But then came Doctor Who. Sherlock. Loki. The Hunger Games. Fanfiction. Tumblr. Facebook.
And I figured that these things were just as good (if not better) than Harry Potter.
Yesterday, I re-watched Harry Potter and the Goblet of Fire for the first time in many moons.
Guys, I was wrong.
Okay, Doctor Who, Sherlock, the Hunger Games, and Loki's movies have their goods and their bads, their strengths and their weaknesses. I'm sure there are places where they're all stronger than Harry Potter.
Eh, I can discuss that later. It'd take too long.
Anyway, besides the pure nostalgia that attacked me in waves of bittersweet beauty, I loved the movie because I've learned a lot about writing since I watched Harry Potter last. Or maybe it's that stepping back for a while has cleared my mind. But the thing that I was just gushing over for the length of the movie was the characterisation. I hadn't noticed it before, but -
JK Rowling, you blow my mind.
Well, I can't give out awards for the way the movie handled it, but the film woke up my memory of the book, and that floored me. Harry Potter is what it is not because of fascinatingly detailed setting. Not because of its brilliant school atmosphere.
Harry Potter is a series about characters.
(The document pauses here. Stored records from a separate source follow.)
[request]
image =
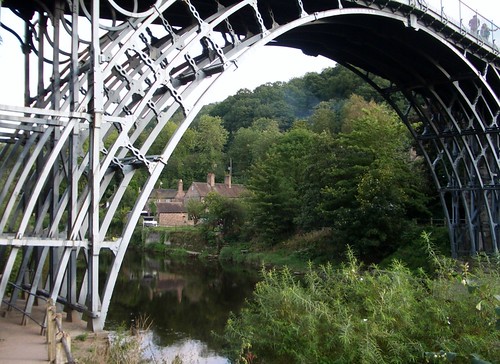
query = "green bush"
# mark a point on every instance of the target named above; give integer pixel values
(357, 315)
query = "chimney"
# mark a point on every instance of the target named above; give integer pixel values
(227, 180)
(211, 179)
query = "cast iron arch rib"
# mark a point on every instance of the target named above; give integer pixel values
(76, 145)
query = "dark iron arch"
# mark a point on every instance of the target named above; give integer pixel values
(74, 149)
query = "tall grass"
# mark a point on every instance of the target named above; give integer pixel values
(356, 314)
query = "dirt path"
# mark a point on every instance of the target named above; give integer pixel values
(25, 344)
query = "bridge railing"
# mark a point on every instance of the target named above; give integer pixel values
(470, 21)
(464, 17)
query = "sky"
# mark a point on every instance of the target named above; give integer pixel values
(267, 64)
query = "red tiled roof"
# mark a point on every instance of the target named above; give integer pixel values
(170, 208)
(222, 189)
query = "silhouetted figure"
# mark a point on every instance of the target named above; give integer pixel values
(485, 32)
(474, 24)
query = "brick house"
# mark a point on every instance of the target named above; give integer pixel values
(171, 203)
(172, 214)
(200, 190)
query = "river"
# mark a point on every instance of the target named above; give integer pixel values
(186, 301)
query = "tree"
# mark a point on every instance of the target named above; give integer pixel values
(208, 144)
(375, 188)
(274, 185)
(222, 219)
(251, 144)
(195, 210)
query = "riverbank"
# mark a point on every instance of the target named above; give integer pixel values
(25, 344)
(297, 253)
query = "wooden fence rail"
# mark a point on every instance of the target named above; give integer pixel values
(59, 342)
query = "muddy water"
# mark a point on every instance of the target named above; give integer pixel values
(186, 301)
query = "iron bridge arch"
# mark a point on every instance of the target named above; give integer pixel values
(103, 77)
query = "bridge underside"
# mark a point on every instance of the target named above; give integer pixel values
(104, 77)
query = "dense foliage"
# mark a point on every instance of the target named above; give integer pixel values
(358, 315)
(318, 153)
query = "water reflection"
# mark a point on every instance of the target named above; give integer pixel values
(186, 302)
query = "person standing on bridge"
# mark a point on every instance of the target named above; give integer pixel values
(474, 24)
(485, 32)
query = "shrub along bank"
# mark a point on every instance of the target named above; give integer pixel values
(356, 314)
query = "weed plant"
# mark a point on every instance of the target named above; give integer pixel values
(356, 314)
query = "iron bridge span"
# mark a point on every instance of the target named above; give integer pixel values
(119, 70)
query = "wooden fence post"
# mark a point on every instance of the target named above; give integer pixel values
(51, 330)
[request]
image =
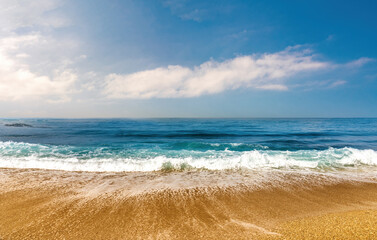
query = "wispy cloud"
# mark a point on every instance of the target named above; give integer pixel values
(18, 82)
(267, 71)
(359, 62)
(22, 41)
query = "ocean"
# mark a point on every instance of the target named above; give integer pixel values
(116, 145)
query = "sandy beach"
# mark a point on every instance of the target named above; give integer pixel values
(236, 204)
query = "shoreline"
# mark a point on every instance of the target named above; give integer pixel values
(51, 204)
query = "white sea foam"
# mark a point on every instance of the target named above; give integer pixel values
(24, 155)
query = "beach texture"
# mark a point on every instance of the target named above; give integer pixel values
(236, 204)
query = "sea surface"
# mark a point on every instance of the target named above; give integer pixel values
(167, 144)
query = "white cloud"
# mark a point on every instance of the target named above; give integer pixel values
(268, 71)
(359, 62)
(18, 82)
(21, 39)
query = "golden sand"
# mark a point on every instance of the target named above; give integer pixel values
(41, 204)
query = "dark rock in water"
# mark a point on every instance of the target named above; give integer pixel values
(18, 125)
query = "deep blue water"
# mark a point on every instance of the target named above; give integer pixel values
(145, 144)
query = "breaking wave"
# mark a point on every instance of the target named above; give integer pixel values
(103, 159)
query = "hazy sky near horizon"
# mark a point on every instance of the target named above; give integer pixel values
(188, 58)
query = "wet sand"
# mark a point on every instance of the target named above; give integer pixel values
(42, 204)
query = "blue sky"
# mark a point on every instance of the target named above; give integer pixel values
(186, 58)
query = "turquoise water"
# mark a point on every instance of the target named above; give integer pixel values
(150, 144)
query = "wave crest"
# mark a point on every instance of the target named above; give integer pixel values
(73, 158)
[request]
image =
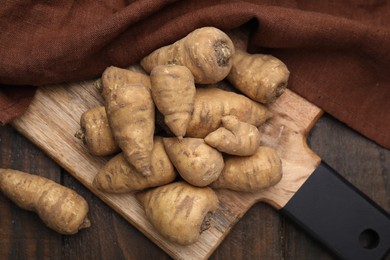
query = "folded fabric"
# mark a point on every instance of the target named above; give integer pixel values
(338, 53)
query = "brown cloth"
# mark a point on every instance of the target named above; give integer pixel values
(338, 52)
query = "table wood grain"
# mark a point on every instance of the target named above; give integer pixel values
(261, 234)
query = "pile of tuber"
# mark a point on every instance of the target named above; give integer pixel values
(59, 207)
(211, 138)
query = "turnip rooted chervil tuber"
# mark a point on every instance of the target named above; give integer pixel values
(179, 211)
(118, 176)
(173, 92)
(207, 52)
(130, 112)
(59, 207)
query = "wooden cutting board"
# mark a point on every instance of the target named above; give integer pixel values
(53, 118)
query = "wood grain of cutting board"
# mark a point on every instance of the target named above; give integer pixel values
(53, 118)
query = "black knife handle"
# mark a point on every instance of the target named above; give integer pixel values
(340, 216)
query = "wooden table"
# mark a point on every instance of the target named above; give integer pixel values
(261, 234)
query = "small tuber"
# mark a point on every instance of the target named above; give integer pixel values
(179, 212)
(59, 207)
(118, 176)
(197, 163)
(207, 52)
(235, 137)
(250, 173)
(173, 92)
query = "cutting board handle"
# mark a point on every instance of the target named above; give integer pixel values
(340, 216)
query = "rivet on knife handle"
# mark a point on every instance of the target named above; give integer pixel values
(340, 216)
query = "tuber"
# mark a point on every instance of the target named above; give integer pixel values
(250, 173)
(118, 176)
(197, 163)
(261, 77)
(207, 52)
(96, 132)
(130, 112)
(211, 104)
(179, 212)
(59, 207)
(173, 92)
(235, 137)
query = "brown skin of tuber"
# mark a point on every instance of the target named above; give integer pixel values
(130, 112)
(211, 104)
(118, 176)
(263, 78)
(197, 163)
(178, 210)
(250, 173)
(96, 132)
(207, 52)
(59, 207)
(173, 92)
(235, 137)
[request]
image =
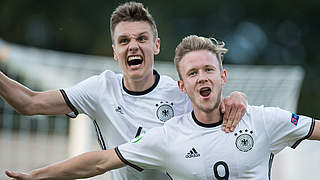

The characters in Harry Potter are so human. All of them have unglamorous moments. They go to the ball with complete strangers because it is awkward to go alone. They get crushes that don't go anywhere, and disastrous dates to end those crushes. The best of friends fight. And all their flaws could be found in an everyday shopper at your local supermarket. It's so simple - and yet so effective. I sobbed at the end of a chapter in HP4 when Harry and Ron fight and don't talk to each other. So simple but so real.
JK Rowling, I think, treats the ones in her story as people, and not as characters, because they're real. Their flaws aren't cut and dried, or black and white. They're grey and blurred and everyone as insecure as we are. They could walk off the page, because they have as many bumps, bruises, embarrassing moments, disappointments, and zits as we do, as any teen does. They make rude jokes as they get older. They angst. No character's above this, too - Dumbledore is really brought down in the last book, with some shady past. Even the most trusted are mistrusted sometimes, and there's often just cause.
The bad guys have motivation, too. Snape isn't just this bat lurking around, because we find out that his acidity has a source. People get old. People die. Families yell at each other while guests stand by awkwardly. None of it feels misplaced, because no one is a Mary Sue, and everyone has things that don't work out for them.
And yet these people are called upon to do the extraordinary, and by their humanness, they show us that we can do it, too.
I wish to God - and that is by no means taking His name in vain - that I could write characters like JK Rowling can. 'Cause I haven't explained well enough, here, how well she does what she does.